Semi-Annual Report, Summer 21


 

 

 

Well, happy Global Warming to you all. Try to look on the bright side, will you? Look at me, I'm aging like a good steak, mold and all. And do I complain? Well..., if you wouldn't mind....

I bit off more than I could chew.  I just spent a month working on a post that was the equivalent of a master's thesis. For whom you ask? Well, I suppose in my Lancanian mode I would say The Other. Do I know what the fuck I'm talking about? Well, I knew, today, enough to delete the whole mess. 

You might have noticed that my posts, maybe the last two or three were getting more longish, which, is fine, for me I guess, but uh, (duh), I tried to take on a subject that was way too broad for me and about which I had to learn as I wrote. I gave up. Do you want to know what the topic was? Well, no, I won't tell. Mum's the word. I may confess at sometime in the future, but I'll say this: It was a month of research that was at times enjoyable, but I'm sort of proud of myself for seeing that it was too much.  

While I take the summer off from thinking, my plan is to involve myself with The Modernist Journal Project, something the late Robert Scholes and others put together. I'm on a book ban, (again,) this time at the behest of my wife, so it's more serious. And the subject of magazines is one I've had on the back burner for awhile. (Years.) I actually wrote a nice paper in college about a magazine.., which was the start of my thinking along those lines.....

I will leave you, as together we broil to death in the too hot sun, with two clippings that I plan to use as sources of contemplation. 
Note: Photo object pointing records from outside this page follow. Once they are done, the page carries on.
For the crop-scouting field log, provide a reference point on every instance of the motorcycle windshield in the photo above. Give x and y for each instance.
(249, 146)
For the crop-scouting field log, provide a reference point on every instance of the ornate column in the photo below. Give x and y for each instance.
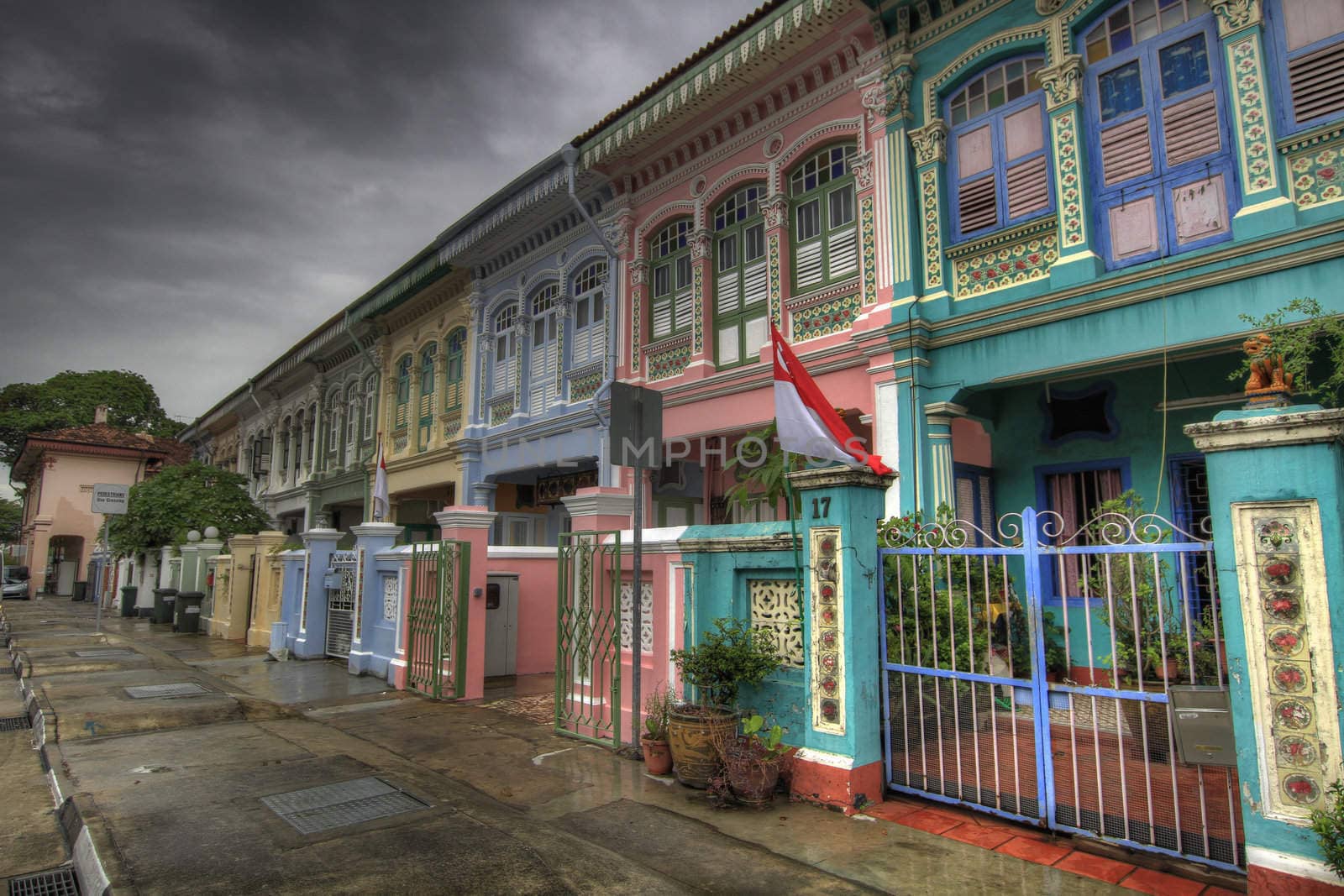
(940, 485)
(638, 280)
(931, 148)
(1079, 258)
(1265, 203)
(480, 338)
(776, 211)
(887, 102)
(702, 311)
Henri Bergson married Louise Neuberger, a cousin of Marcel Proust, in 1891. (The novelist served as best man at Bergson's wedding.) Henri and Louise Bergson had a daughter, Jeanne, born deaf in 1896. Bergson's sister, Mina Bergson (also known as Moina Mathers), married the English occult author Samuel Liddell MacGregor Mathers, a founder of the Hermetic Order of the Golden Dawn, and the couple later relocated to Paris. 

Wikipedia 

 

And the following, part of an essay by Gary Lachman; 

"The best book I know for making clear exactly how much modern art owes the occult is The Spiritual in Art: Abstract Painting 1890—1985 by Maurice Tuchman, a massive catalogue from an exhaustive exhibition I had the good fortune to see many years ago. While recently re-reading some of the catalogue's articles, I came upon a few names with considerable frequency. Certainly, the history of the occult's influence on art is filled with many illustrious figures, including Jacob Boehme, Swedenborg, Paracelsus, and Eliphas Levi, for example. The roll call of artists so influenced reads like a who's who of the cutting edge: Marcel Duchamp, Piet Mondrian, Kasimir Malevich, Frantisek Kupka, and Joseph Beuys, to name a few. However, as I said, certain names kept turning up, especially in the period preceding the birth of abstract art. These were the Theosophists Annie Besant, C. W. Leadbeater, and Rudolf Steiner.

The artist upon whom these leading Theosophists made the strongest imprint was the one most associated with creating non-representational art, Wassily Kandinsky. Just when the first abstract painting was made is still a matter of debate. Some say it was Kandinsky's First Abstract Water Colour in 1910; others give the honor to the Czech Frantisek Kupka. But Kandinsky is the name most associated with the new approach to painting."

From the Theosophical Society webpage; by Gary Lachman.